- HMS D4

History

United Kingdom
- Name: HMS D4
- Builder: Vickers Armstrong, Barrow-in-Furness
- Laid down: 24 February 1910
- Launched: 27 May 1911
- Commissioned: 29 November 1911
- Decommissioned: 1919
- Fate: Sold 17 December 1921 to H Pounds, Portsmouth

General characteristics
- Class & type: D-class submarine
- Displacement: Surfaced= 483 tons / Submerged= 595 tons
- Length: 163.0 ft (49.7 m) (oa)
- Beam: 13.6 ft (4.1 m) (oa)
- Propulsion: 550 hp electric 1750 hp diesel twin screws
- Speed: Surfaced=14.0 kn / Dived= 10.0 (design) 9.0 (service)
- Range: Surface= 2500 nmi at 10 kn / Submerged=45 nmi at 5 kn
- Complement: 25
- Armament: 3x18 in (46 cm) torpedo tubes (2 forward, one aft, 6 torpedoes) / 1x12 pdr (76 mm) QF gun

= HMS D4 =

Submarine of the Royal Navy

HMS D4 was a British D-class submarine built by Vickers, Barrow. D4 was laid down on 24 February 1910, launched 27 May 1911 and was commissioned on 29 November 1911. She was the first submarine to be fitted with a gun for offensive use.

During World War I, on 22 June 1915, D4 found the stranded German minesweeper Bielefeld in the Heligoland Bight off Juist, Germany, guarded by a German destroyer. D4′s commanding officer decided to attack the destroyer first, but the torpedo D4 fired missed. The alerted destroyer made several runs over D4, which was submerged in water only 30 ft deep, in an attempt to ram her, but did not succeed and eventually left the scene. D4 then surfaced and sank Bielefeld. Although the Germans salvaged Bielefeld, she did not go back into naval service and instead was returned to her pre-war civilian owners.

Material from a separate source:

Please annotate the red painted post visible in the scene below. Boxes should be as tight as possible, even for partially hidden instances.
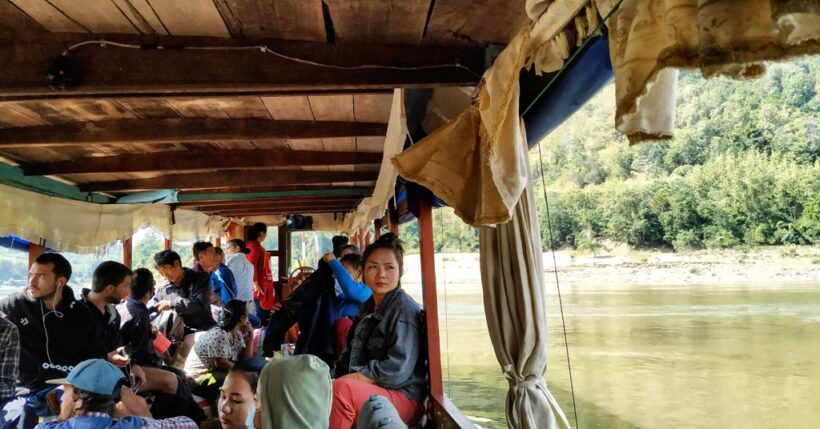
[388,207,399,236]
[122,237,134,268]
[28,243,46,267]
[419,199,444,399]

Later in her career, D4 torpedoed UB-72 on 12 May 1918. At 04:30 that day, whilst on patrol approximately midway between Guernsey and Portland Bill, D4 observed UB-72 on the surface travelling in a southerly direction some two miles distant. Five minutes later Lt Claud Barry, in command of D4, saw UB-72, obviously unaware of the British boat's presence, alter course so that the U-boat appeared to be approaching D4. In order that his presence should not be detected Lt Barry lowered his periscope for a few minutes but at 0443 D4′s periscope was raised to reveal UB-72 steering an easterly course. A few minutes later UB-72 was on the British boat's port side and Barry waited until the U-boat came on to his sights. At 0450 Lt Barry fired a torpedo 600 yd from the target and after lowering the periscope for a few moments he released a second one. Ten seconds later the crew of D4 heard an explosion and felt a violent concussion. Barry brought his boat to the surface and headed towards three men swimming in a patch of oil. He succeeded in picking up these men, who were the only survivors of UB-72′s crew of three officers and thirty-one men.

D4 was decommissioned in 1919 and was then sold on 17 December 1921 to H Pounds, Portsmouth.